Ogni partecipante della storia, alla fine, ha trovato pace: chi nella morte, chi in se stesso, chi in un altrove, quell’altrove in cui Lila si muove, in ombra, lasciando tracce di sé, come la scatola contenente due bambole dal sapore di muffa. E’ stato proprio il momento in cui abbiamo conosciuto quelle due bambole l’inizio di una splendida, dolorosa e geniale amicizia, che ci lascia con una forte commozione, quella di aver letto una storia d’amore intensa, che in bilico tra odi et amo, è arrivata dritta al cuore, quella tra due bambine di un rione napoletano che diventano grandi insieme, affrontando le avversità della vita con coraggio e appartenendosi, nonostante tutto.

"Lila aveva finito per chiamare sua figlia col nome della mia amatissima bambola, quella che, da piccola, lei stessa aveva gettato in fondo a uno scantinato. Fu la prima volta, ricordo, che ci fantasticai sopra, ma non ressi a lungo, mi affacciai su un pozzo scuro con qualche scintillio di luce e mi ritrassi. Ogni rapporto intenso tra esseri umani è pieno di tagliole e se si vuole che duri bisogna imparare a schivarle. Lo feci anche in quella circostanza e alla fine mi sembrò di essermi solo imbattuta in un’ennesima prova di quanto fosse splendida e tenebrosa la nostra amicizia".

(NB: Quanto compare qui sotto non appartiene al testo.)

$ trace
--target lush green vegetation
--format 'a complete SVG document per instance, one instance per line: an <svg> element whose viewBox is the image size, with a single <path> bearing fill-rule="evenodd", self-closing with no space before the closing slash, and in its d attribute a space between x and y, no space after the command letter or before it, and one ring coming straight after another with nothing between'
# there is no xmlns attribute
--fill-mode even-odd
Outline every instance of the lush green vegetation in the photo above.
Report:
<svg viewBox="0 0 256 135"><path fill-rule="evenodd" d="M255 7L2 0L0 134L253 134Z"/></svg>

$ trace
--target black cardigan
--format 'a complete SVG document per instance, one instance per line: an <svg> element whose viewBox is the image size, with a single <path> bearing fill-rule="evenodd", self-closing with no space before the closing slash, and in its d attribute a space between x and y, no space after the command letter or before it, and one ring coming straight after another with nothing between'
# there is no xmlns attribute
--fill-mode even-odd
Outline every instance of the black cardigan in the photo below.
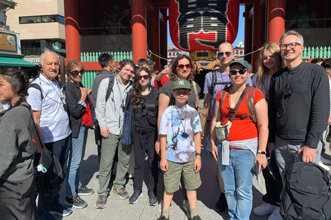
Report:
<svg viewBox="0 0 331 220"><path fill-rule="evenodd" d="M68 113L69 114L69 124L72 131L72 137L78 138L79 129L81 128L81 121L86 107L78 104L81 100L81 93L79 87L84 87L81 83L79 85L69 81L64 87L66 93L66 102L68 107ZM88 101L88 96L86 96ZM85 102L85 100L84 100Z"/></svg>

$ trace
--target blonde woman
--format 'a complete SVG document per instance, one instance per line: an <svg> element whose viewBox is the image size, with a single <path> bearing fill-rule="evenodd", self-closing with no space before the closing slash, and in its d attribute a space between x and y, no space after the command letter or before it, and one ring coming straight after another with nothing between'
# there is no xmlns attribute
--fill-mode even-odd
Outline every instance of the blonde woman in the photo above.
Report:
<svg viewBox="0 0 331 220"><path fill-rule="evenodd" d="M257 67L258 72L254 75L252 83L262 91L268 102L271 76L276 72L285 67L278 44L267 43L262 47L259 54Z"/></svg>

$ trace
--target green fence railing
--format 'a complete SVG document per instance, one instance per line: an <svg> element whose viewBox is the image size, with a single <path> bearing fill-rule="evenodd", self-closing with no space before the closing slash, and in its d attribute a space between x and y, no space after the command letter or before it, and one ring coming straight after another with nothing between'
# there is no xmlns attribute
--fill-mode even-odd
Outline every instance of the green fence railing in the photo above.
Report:
<svg viewBox="0 0 331 220"><path fill-rule="evenodd" d="M98 62L98 57L104 52L83 52L81 53L81 62ZM132 52L107 52L112 55L114 60L119 62L123 59L132 60Z"/></svg>
<svg viewBox="0 0 331 220"><path fill-rule="evenodd" d="M310 48L305 47L303 52L301 53L301 56L308 58L331 58L331 48L328 47L314 48L312 47Z"/></svg>
<svg viewBox="0 0 331 220"><path fill-rule="evenodd" d="M84 75L83 75L83 78L81 79L81 83L84 87L92 89L92 85L93 84L93 80L94 80L95 76L99 70L86 70L85 71Z"/></svg>

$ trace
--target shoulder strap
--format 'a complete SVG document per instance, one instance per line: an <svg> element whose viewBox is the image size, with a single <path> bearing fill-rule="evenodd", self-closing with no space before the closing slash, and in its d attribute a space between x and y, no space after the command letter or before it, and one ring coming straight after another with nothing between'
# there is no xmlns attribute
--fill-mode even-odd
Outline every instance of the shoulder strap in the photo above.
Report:
<svg viewBox="0 0 331 220"><path fill-rule="evenodd" d="M40 91L40 97L41 98L41 100L43 100L43 91L41 91L41 88L38 83L31 83L29 85L29 88L34 88Z"/></svg>
<svg viewBox="0 0 331 220"><path fill-rule="evenodd" d="M40 146L41 147L41 149L45 147L45 146L43 145L43 143L41 141L41 138L40 138L39 133L38 132L38 129L37 129L37 126L36 126L36 124L34 123L34 118L33 118L33 115L30 111L30 108L29 107L25 105L24 104L19 104L19 106L23 106L23 107L26 107L29 110L29 111L30 112L31 118L32 119L32 123L33 123L33 125L34 125L34 129L36 129L37 135L38 136L38 139L39 140Z"/></svg>
<svg viewBox="0 0 331 220"><path fill-rule="evenodd" d="M200 108L200 103L199 103L199 96L198 96L198 90L197 89L197 85L195 85L195 82L193 80L192 81L192 84L193 84L193 88L194 89L194 93L195 93L195 107L197 109Z"/></svg>
<svg viewBox="0 0 331 220"><path fill-rule="evenodd" d="M230 120L231 122L234 119L234 117L236 116L237 112L238 111L238 109L239 109L240 104L241 104L241 101L243 100L243 97L245 96L245 94L246 94L247 89L248 89L249 87L250 86L248 85L248 84L246 85L246 87L245 87L245 89L243 90L243 93L240 96L239 100L238 100L238 102L237 103L237 107L236 107L236 109L234 111L234 113L233 113L232 116L231 117L231 120ZM229 98L230 98L230 97L229 97Z"/></svg>
<svg viewBox="0 0 331 220"><path fill-rule="evenodd" d="M212 73L212 86L210 87L212 90L212 96L214 89L215 89L216 83L217 83L217 70L214 70Z"/></svg>
<svg viewBox="0 0 331 220"><path fill-rule="evenodd" d="M108 89L107 89L107 93L106 94L106 102L107 102L107 100L109 98L109 96L110 96L110 94L112 92L112 87L114 86L114 77L113 76L110 76L109 77L109 82L108 82Z"/></svg>

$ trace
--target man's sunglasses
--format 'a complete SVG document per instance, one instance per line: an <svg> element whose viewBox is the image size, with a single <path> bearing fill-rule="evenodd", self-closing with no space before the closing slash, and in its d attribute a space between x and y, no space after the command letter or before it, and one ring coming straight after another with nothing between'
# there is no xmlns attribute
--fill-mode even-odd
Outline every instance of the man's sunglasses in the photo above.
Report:
<svg viewBox="0 0 331 220"><path fill-rule="evenodd" d="M83 75L84 74L84 69L81 69L81 71L74 70L70 72L70 74L72 74L72 76L77 76L79 74L81 74L81 75Z"/></svg>
<svg viewBox="0 0 331 220"><path fill-rule="evenodd" d="M186 64L186 65L180 64L177 66L177 67L179 68L179 69L184 69L184 67L185 67L186 69L191 69L191 65L190 64Z"/></svg>
<svg viewBox="0 0 331 220"><path fill-rule="evenodd" d="M222 57L223 55L224 55L224 54L225 54L226 56L229 57L230 56L231 56L231 54L232 54L232 52L225 52L225 53L223 53L223 52L220 52L220 53L219 53L219 54L217 54L217 56L218 56L219 57L219 56Z"/></svg>
<svg viewBox="0 0 331 220"><path fill-rule="evenodd" d="M143 78L145 80L147 80L148 79L150 78L150 76L148 75L145 75L145 76L139 76L139 80L141 80L141 79Z"/></svg>
<svg viewBox="0 0 331 220"><path fill-rule="evenodd" d="M239 73L240 75L243 75L245 74L245 73L246 72L246 69L239 69L239 71L237 71L237 70L231 70L230 72L230 74L232 75L232 76L234 76L234 75L237 75L237 73Z"/></svg>

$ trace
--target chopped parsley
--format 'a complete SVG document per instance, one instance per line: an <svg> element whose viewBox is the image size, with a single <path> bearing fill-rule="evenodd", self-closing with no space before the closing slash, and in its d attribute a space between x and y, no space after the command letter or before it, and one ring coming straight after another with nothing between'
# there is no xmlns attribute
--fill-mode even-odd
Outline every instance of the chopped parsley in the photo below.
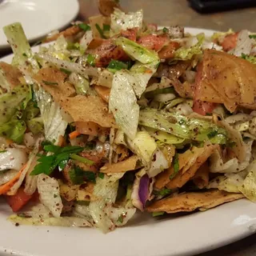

Questa storia è come un vaso che trabocca ed è un continuum di opposti: luce-ombra, vita-morte, amore-odio, vicinanza-lontananza. La dicotomia esplode nel momento in cui Lenù scrive "Un’amicizia" per suggellare il rapporto con Lina e renderlo immortale e quest’ultima scompare, forse

"aveva rotto gli argini e finalmente intendeva girare il mondo ormai non meno piccolo del suo, vivendo in vecchiaia, secondo una nuova verità, la vita che in gioventù le avevano vietato e si era vietata".

Questa è una storia di verità.

"A differenza che nei racconti, la vita vera, quando è passata, si sporge non sulla chiarezza ma sull’oscurità. Ho pensato: ora che Lila si è fatta vedere così nitidamente, devo rassegnarmi a non vederla più".